By DOTTY NIST
A Walton County couple operating a sky-diving business have prevailed in their appeal of an earlier Walton County Circuit Court ruling that their business did not comply with allowable activities for the land use district.
The business is known as Skydive North Florida and is operated by James and Melanie Nipper on their 290-acre farm in the Paxton area. The Nippers offer a sky-diving experience as a “fee-for-service” activity.
Both Nippers formerly served in the U.S. Army, he as a paratrooper and she as pilot. Melanie Nipper took office as Walton County District 3 commissioner in November 2016.
In a Jan. 17, 2017, opinion, the First District Court of Appeal reversed the Dec. 2015 circuit court ruling. The appeals court found that Walton County had not demonstrated “a clear legal right” to bar the Nippers from conducting the business on their property.
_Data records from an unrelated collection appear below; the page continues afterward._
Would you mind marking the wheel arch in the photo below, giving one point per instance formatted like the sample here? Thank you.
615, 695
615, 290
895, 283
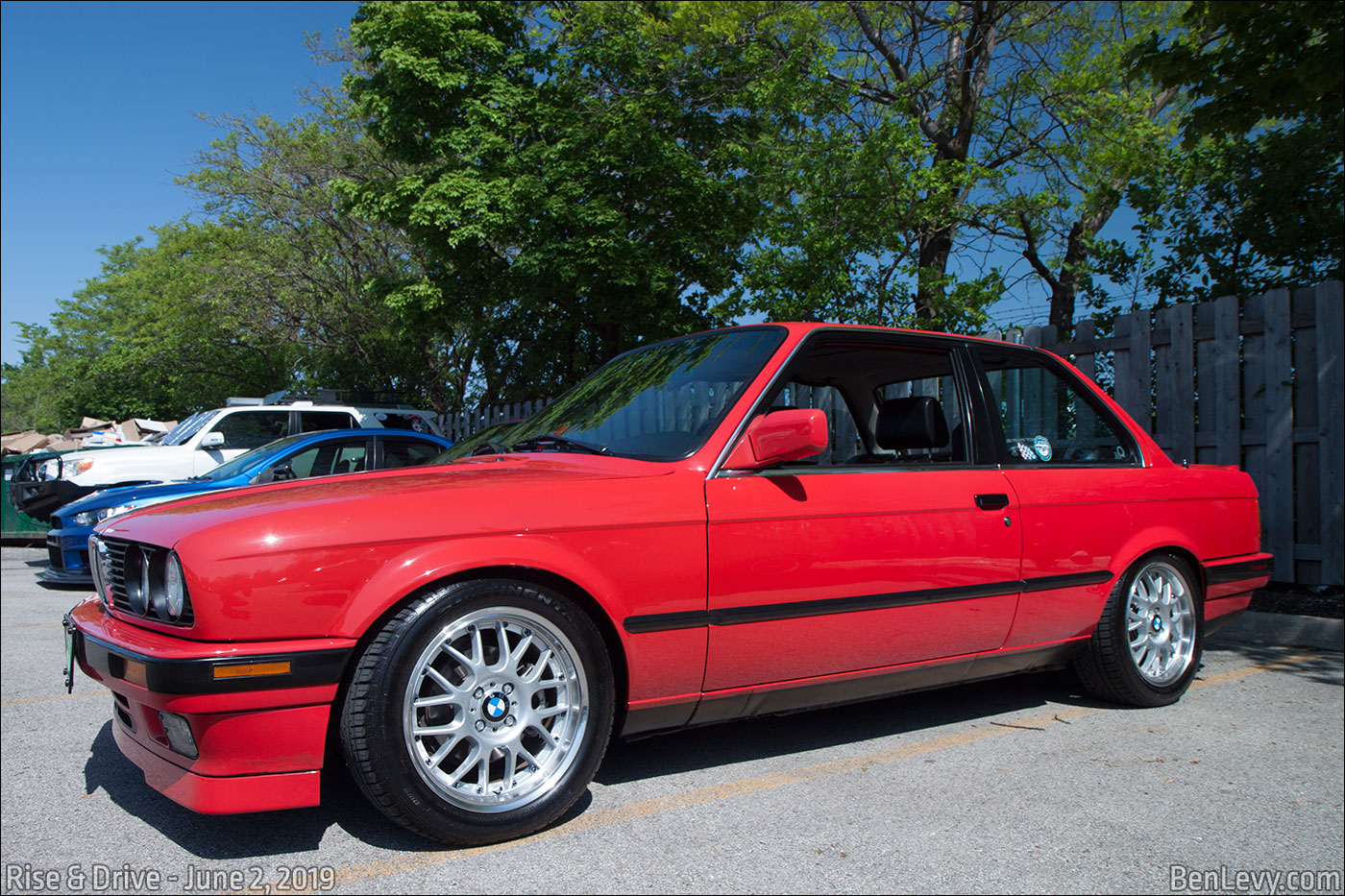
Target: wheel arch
531, 574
The opinion read in part, “here it isn’t clear that the Nippers’ skydiving operation violated Walton County’s zoning code.” It referenced a decision by the Walton County Code Enforcement Board (CEB) in January 2015 in a hearing on an alleged violation involving the sky-diving business.
At the CEB hearing, Wayne Dyess, Walton County director of planning and development services, had stated his position that uses allowed for property in the applicable classification, Large-Scale Agriculture, as listed in the Walton County Land Development Code and Comprehensive Plan, were “not consistent” with a sky-diving business.
However, members of the volunteer board had noted that outdoor recreational activities such as hunting or fishing camps, bait and tackle shops, shooting ranges and golf courses were listed as allowable supporting commercial uses within the Large-Scale Agriculture land use classification in the Walton County Comprehensive Plan.
“Common sense says that this is not a violation,” CEB member Richard Fowlkes had commented, moving to find the Nippers not in violation, with the motion for no violation carrying in a 3-2 vote. Walton County had considered challenging the CEB decision in court but opted not to do so.
Prior to the CEB decision, the Nippers had filed a claim in circuit court, ultimately unsuccessful, attempting to establish that they would qualify as an agritourism business for a state law exemption from local land use regulations.
Resulting from a cross-claim by Walton County to stop the operation of the sky-diving business, the December 2015 circuit court ruling had also referenced the CEB decision—but had stated, “as stipulated by the Plaintiffs (the Nippers), that determination is not binding on this Court.”
The circuit court ruling had instead relied on successive Walton County planning director determinations “that a commercial skydiving business was not allowed in the Large Scale Agricultural District.”
“The Court finds that public’s interest is served in granting this request for an injunction because the public has an interest in seeing that local ordinances and laws are enforced,” Walton County Circuit Judge Thomas J. Santurri wrote in his ruling in favor of the county.
The District Court of Appeal found that the lower court had not been correct in disregarding the CEB decision and instead relying on the planning director determinations. The court ruled that these determinations “do not override a final enforcement decision by the CEB,” which had had the authority to decide the issue.
“What is more, the language of Walton County’s zoning code itself is ambiguous and doesn’t establish the County’s case for the injunction,” the appeals court opinion also stated.
The opinion is not final until the expiration of the deadline for filing a motion for rehearing and disposition of the motion, if filed.
The Nippers were represented by Matt Gaetz, who served as a member of the Florida House of Representatives from 2010 to 2016, and worked for the Fort Walton Beach-based legal firm Keefe, Anchors & Gordon prior to being sworn in as U.S. Representative for Florida’s 1st Congressional District in early January. Gaetz is to continue to serve as an attorney of counsel to the law firm, according to information provided by the firm.